It was fun to learn that training to be a CIA agent involves playing board games.
Not just any old off-the-shelf game mind. These are special CIA-created playthings, including such hidden hits as:
- Collection: vibes of Pandemic - ‘a group of players must work together to resolve three major crises across the globe.’
- Collection Deck: a Magic The Gathering like game that ‘focuses less on collaborative work and more on the sheer act of collecting intel’.
- Satellite Construction Kit: ‘players cooperate to manage resources, budget, and time to build and maintain connected satellites.’
- Kingpin: The Hunt for El Chapo: used ‘to train analysts who might work with law enforcement and other partners around world to find a well-armed, well-defended, well-protected bad guy’.
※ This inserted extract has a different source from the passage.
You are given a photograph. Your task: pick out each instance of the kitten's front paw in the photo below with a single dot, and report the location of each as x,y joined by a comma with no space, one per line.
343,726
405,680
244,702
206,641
I suspect that board games are a vastly underutilised opportunity for education. Apparently for the CIA they’re particularly good for helping agents learn how to cross-reference vast amounts of information in order to understand how situations they might face in real life might work.
“People playing a game, together they’re experiencing the designers' mental model of insurgency in Afghanistan and sharing that model,” he says. “They are learning it, very quickly, because they’re inside, operating in it. Pushing levers, pulling cords, seeing what happens. Stories are very sticky, and they’ll remember their own stories.”